Highlights & Insights¶
- Redefining visual pretraining as a way to learn language intelligence: Unlike MLLMs that treat vision as auxiliary input for VL tasks, MAPLE shows that label-free document mask modeling directly improves pure-text mathematical reasoning.
- The "blurriness without LLM" evidence: This transforms the abstract question of "whether LLMs learn document knowledge" into visible differences in image clarity.
- Spontaneous alignment (CKA diagonal): The emergence of modal alignment without explicit alignment losses or cross-attention is a beautiful empirical validation of the Platonic Representation Hypothesis.
Limitations & Future Work¶
- Domain limitation: Evaluated only on mathematical reasoning; generalization to general knowledge, coding, or multi-language intelligence remains unverified.
- Computational Cost: High resource requirements for VAE+MAR stacks and joint training compared to pure text CPT.
- Backbone dependency: Optimal hyperparameters (mask ratio, mix ratio) vary between backbones, requiring per-model tuning.

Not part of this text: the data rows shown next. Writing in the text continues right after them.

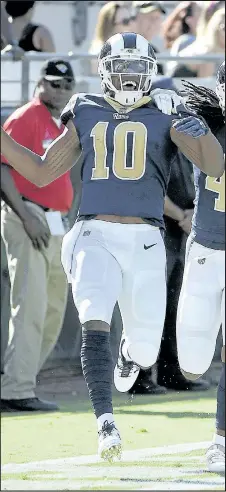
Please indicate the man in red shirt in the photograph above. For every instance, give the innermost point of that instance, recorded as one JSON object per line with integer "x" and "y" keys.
{"x": 33, "y": 224}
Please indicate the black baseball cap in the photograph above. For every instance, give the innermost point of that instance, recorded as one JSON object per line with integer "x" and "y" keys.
{"x": 145, "y": 6}
{"x": 57, "y": 69}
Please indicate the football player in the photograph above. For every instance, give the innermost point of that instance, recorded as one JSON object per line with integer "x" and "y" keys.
{"x": 115, "y": 250}
{"x": 201, "y": 309}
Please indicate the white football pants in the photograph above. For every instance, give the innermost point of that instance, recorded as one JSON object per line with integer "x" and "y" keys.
{"x": 201, "y": 307}
{"x": 108, "y": 262}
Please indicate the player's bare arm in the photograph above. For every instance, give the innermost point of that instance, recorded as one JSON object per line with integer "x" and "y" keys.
{"x": 60, "y": 157}
{"x": 203, "y": 150}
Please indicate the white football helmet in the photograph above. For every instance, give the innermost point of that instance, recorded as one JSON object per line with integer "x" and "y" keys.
{"x": 127, "y": 64}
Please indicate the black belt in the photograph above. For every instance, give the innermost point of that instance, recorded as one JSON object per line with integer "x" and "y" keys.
{"x": 46, "y": 209}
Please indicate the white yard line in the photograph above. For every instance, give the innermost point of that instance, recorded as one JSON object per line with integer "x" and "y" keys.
{"x": 137, "y": 455}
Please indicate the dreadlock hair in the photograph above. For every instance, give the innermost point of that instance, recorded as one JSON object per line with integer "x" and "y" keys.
{"x": 205, "y": 103}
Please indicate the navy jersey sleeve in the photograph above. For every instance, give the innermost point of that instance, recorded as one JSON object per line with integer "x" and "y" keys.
{"x": 68, "y": 112}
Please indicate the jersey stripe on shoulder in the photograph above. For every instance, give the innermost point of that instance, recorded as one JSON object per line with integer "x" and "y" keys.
{"x": 69, "y": 111}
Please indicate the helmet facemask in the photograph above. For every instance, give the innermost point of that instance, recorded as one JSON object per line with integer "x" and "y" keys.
{"x": 128, "y": 76}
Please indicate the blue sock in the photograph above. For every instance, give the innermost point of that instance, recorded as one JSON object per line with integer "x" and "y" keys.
{"x": 97, "y": 366}
{"x": 220, "y": 416}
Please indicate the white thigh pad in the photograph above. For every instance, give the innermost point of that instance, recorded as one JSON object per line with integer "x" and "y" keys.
{"x": 96, "y": 279}
{"x": 199, "y": 310}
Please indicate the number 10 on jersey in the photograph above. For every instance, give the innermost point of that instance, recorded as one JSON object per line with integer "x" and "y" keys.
{"x": 119, "y": 162}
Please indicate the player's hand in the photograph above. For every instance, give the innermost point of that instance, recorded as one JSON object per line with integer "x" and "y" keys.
{"x": 166, "y": 100}
{"x": 185, "y": 224}
{"x": 14, "y": 50}
{"x": 191, "y": 126}
{"x": 37, "y": 230}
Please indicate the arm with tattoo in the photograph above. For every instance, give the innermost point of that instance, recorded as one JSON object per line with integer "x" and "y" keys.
{"x": 59, "y": 158}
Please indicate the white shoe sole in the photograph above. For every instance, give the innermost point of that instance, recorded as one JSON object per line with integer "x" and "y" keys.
{"x": 216, "y": 467}
{"x": 111, "y": 449}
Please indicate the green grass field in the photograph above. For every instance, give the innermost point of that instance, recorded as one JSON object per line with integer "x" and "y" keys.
{"x": 144, "y": 422}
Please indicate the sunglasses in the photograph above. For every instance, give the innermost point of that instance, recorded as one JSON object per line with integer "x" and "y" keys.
{"x": 66, "y": 84}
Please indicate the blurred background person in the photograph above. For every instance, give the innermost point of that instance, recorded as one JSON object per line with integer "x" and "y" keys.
{"x": 31, "y": 37}
{"x": 179, "y": 28}
{"x": 143, "y": 18}
{"x": 209, "y": 40}
{"x": 32, "y": 237}
{"x": 7, "y": 38}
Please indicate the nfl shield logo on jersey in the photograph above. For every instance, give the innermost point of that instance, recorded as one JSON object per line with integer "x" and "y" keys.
{"x": 201, "y": 261}
{"x": 120, "y": 116}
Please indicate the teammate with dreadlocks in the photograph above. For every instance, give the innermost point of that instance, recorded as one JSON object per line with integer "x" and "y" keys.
{"x": 202, "y": 301}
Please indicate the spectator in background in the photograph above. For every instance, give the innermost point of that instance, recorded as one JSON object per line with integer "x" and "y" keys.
{"x": 179, "y": 28}
{"x": 113, "y": 17}
{"x": 32, "y": 37}
{"x": 7, "y": 38}
{"x": 143, "y": 18}
{"x": 148, "y": 22}
{"x": 38, "y": 282}
{"x": 208, "y": 41}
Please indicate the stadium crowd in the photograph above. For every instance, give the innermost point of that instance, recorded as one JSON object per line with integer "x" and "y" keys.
{"x": 34, "y": 221}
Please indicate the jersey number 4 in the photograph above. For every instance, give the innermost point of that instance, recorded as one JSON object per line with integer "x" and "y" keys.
{"x": 119, "y": 165}
{"x": 217, "y": 185}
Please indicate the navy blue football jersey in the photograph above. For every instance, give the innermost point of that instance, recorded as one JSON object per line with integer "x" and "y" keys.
{"x": 208, "y": 224}
{"x": 127, "y": 156}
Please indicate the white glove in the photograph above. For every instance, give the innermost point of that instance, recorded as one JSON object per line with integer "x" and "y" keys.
{"x": 166, "y": 100}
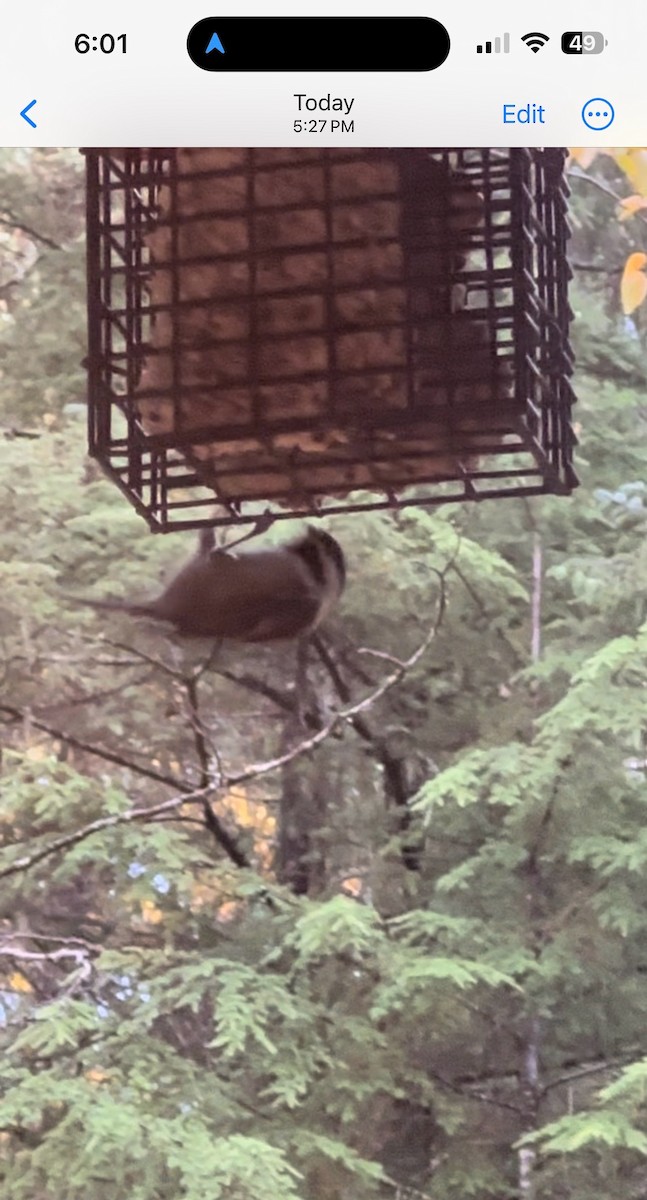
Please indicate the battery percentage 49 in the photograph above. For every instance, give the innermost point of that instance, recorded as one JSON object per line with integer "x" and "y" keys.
{"x": 574, "y": 42}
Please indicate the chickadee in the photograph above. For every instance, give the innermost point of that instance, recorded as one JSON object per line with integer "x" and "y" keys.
{"x": 259, "y": 595}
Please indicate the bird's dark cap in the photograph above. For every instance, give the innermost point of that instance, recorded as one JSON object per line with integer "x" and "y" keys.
{"x": 315, "y": 544}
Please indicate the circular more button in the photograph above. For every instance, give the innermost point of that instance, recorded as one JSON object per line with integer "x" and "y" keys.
{"x": 598, "y": 113}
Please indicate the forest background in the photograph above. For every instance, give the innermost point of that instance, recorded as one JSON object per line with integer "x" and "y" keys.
{"x": 429, "y": 978}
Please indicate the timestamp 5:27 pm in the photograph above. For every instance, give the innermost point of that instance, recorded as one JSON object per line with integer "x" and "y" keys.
{"x": 324, "y": 126}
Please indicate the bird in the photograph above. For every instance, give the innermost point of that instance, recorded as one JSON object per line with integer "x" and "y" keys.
{"x": 252, "y": 595}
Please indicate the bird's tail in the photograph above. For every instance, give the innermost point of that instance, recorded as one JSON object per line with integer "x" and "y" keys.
{"x": 133, "y": 610}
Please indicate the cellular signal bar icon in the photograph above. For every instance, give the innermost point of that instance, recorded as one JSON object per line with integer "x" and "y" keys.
{"x": 486, "y": 48}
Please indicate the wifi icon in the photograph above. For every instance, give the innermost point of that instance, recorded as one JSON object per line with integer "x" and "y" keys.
{"x": 535, "y": 41}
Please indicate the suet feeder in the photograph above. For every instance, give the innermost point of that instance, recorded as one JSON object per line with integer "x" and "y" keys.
{"x": 323, "y": 330}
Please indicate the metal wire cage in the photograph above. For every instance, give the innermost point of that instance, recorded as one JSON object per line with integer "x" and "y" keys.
{"x": 310, "y": 331}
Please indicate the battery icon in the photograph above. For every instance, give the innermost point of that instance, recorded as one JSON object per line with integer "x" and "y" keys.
{"x": 577, "y": 42}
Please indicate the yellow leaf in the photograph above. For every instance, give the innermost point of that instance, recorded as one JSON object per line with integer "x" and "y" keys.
{"x": 17, "y": 982}
{"x": 630, "y": 205}
{"x": 151, "y": 913}
{"x": 634, "y": 282}
{"x": 36, "y": 754}
{"x": 96, "y": 1075}
{"x": 228, "y": 910}
{"x": 634, "y": 163}
{"x": 352, "y": 886}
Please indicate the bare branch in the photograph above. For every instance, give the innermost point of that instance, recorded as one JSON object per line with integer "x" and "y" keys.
{"x": 352, "y": 711}
{"x": 78, "y": 835}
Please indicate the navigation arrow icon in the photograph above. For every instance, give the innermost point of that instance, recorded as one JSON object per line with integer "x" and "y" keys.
{"x": 215, "y": 45}
{"x": 25, "y": 111}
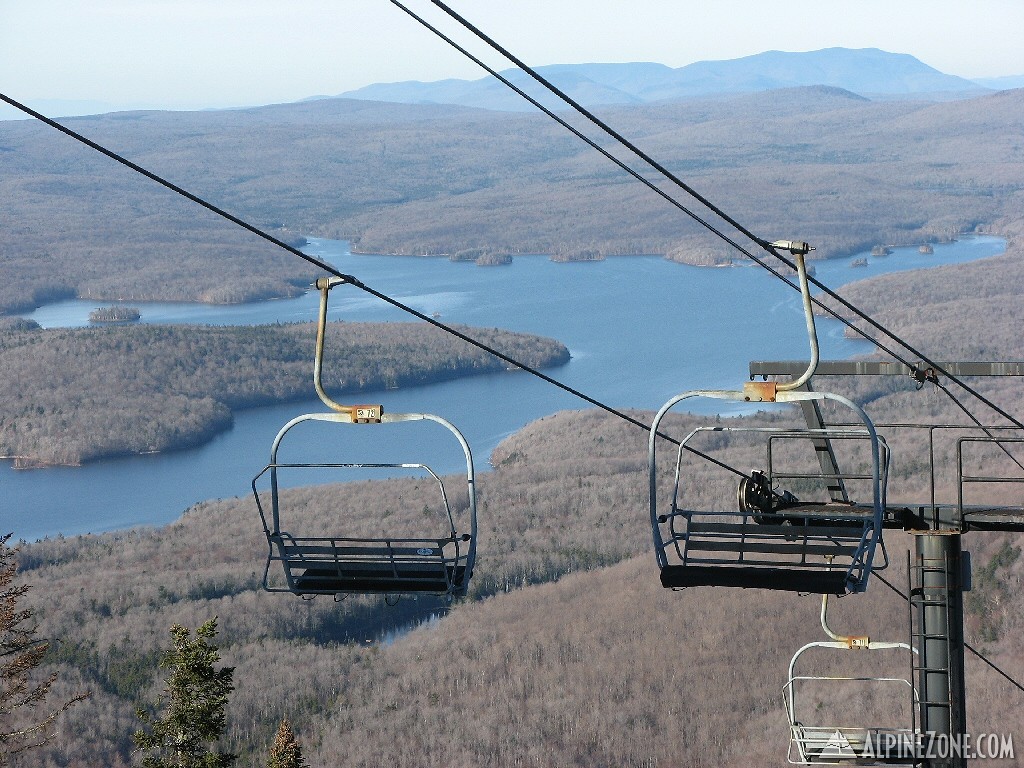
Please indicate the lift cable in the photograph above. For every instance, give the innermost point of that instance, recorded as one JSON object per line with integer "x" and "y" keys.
{"x": 967, "y": 645}
{"x": 581, "y": 110}
{"x": 978, "y": 424}
{"x": 352, "y": 280}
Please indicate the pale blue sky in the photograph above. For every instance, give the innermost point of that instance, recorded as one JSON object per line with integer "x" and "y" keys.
{"x": 201, "y": 53}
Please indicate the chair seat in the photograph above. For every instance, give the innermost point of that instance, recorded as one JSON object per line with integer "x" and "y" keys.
{"x": 813, "y": 581}
{"x": 407, "y": 578}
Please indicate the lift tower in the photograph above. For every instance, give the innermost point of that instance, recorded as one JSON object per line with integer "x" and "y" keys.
{"x": 940, "y": 568}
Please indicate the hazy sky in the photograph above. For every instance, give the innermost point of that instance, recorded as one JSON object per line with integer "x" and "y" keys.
{"x": 195, "y": 53}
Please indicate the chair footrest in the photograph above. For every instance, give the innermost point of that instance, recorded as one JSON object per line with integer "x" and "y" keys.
{"x": 785, "y": 580}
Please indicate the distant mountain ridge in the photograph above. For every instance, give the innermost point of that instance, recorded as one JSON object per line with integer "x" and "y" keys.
{"x": 868, "y": 72}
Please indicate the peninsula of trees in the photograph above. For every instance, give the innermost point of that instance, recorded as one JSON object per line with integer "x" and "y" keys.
{"x": 76, "y": 395}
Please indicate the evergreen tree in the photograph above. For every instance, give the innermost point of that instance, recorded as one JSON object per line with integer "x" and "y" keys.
{"x": 195, "y": 698}
{"x": 20, "y": 652}
{"x": 285, "y": 752}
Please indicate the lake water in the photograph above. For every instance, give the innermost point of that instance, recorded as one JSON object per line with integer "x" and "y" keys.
{"x": 640, "y": 330}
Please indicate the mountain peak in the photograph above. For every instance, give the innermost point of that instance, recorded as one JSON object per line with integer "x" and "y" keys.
{"x": 865, "y": 72}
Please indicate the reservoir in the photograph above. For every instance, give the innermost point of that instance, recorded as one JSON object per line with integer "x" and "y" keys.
{"x": 640, "y": 330}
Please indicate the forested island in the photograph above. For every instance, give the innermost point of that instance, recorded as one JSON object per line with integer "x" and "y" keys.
{"x": 83, "y": 394}
{"x": 791, "y": 163}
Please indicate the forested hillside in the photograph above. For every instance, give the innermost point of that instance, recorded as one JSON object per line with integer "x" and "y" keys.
{"x": 811, "y": 163}
{"x": 602, "y": 669}
{"x": 81, "y": 394}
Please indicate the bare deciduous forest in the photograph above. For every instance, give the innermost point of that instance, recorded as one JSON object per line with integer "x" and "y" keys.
{"x": 567, "y": 651}
{"x": 83, "y": 394}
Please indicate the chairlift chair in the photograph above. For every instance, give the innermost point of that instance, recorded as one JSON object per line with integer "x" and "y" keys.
{"x": 771, "y": 540}
{"x": 432, "y": 564}
{"x": 814, "y": 740}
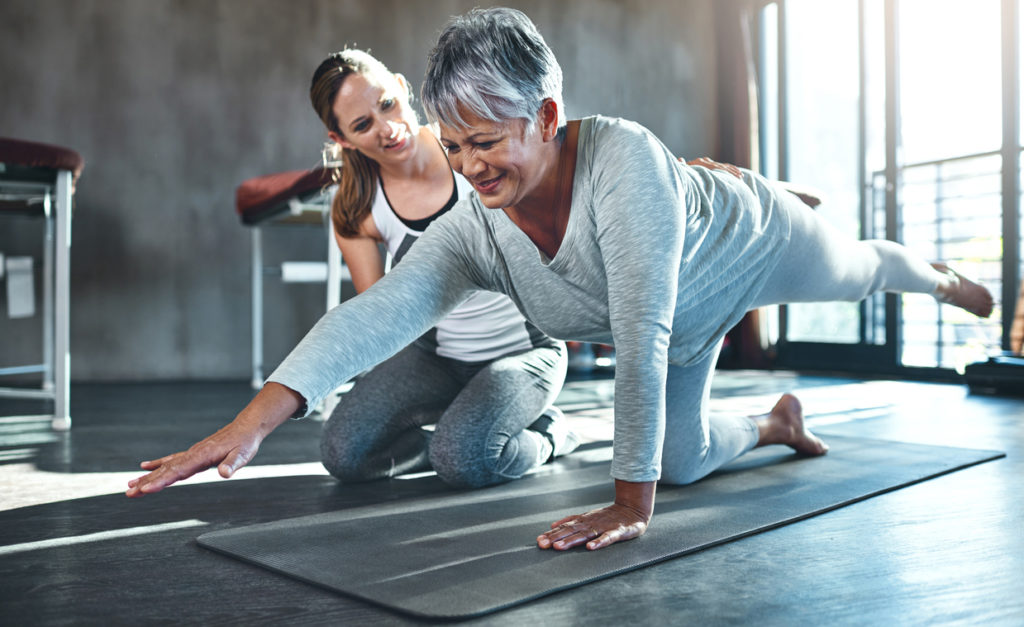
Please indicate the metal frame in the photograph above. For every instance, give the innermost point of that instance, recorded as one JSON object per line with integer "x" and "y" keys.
{"x": 56, "y": 201}
{"x": 310, "y": 211}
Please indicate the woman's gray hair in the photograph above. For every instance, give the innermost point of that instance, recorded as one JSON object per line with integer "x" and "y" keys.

- Future directions: Extending to multi-page structure modeling and verifying scaling on larger backbones (>8B).
Related Work & Insights¶
- Vs. Math Continued Pretraining (CPT): Traditional pipelines discard page images; MAPLE treats them as first-class signals and outperforms text CPT on math benchmarks.
- Vs. Optical Language Modeling / MLLM: While MLLMs use vision for VL/OCR tasks, MAPLE uses label-free masked modeling to enhance document-level language intelligence.
- Vs. Harmon: MAPLE draws from Harmon's use of MAR encoders and wrappers but pivots the goal toward "learning language intelligence" rather than general image understanding/generation.
Rating¶
- Novelty: ⭐⭐⭐⭐⭐ First to prove OCR-free visual pretraining can directly boost LLM text-based intelligence.
- Experimental Thoroughness: ⭐⭐⭐⭐ Extensive multi-angle analysis, though limited to the math domain.
- Writing Quality: ⭐⭐⭐⭐⭐ Clear logical chain; qualitative reconstruction and CKA plots are very persuasive.
- Value: ⭐⭐⭐⭐ Opens a new direction for scaling LLMs along the multimodal axis.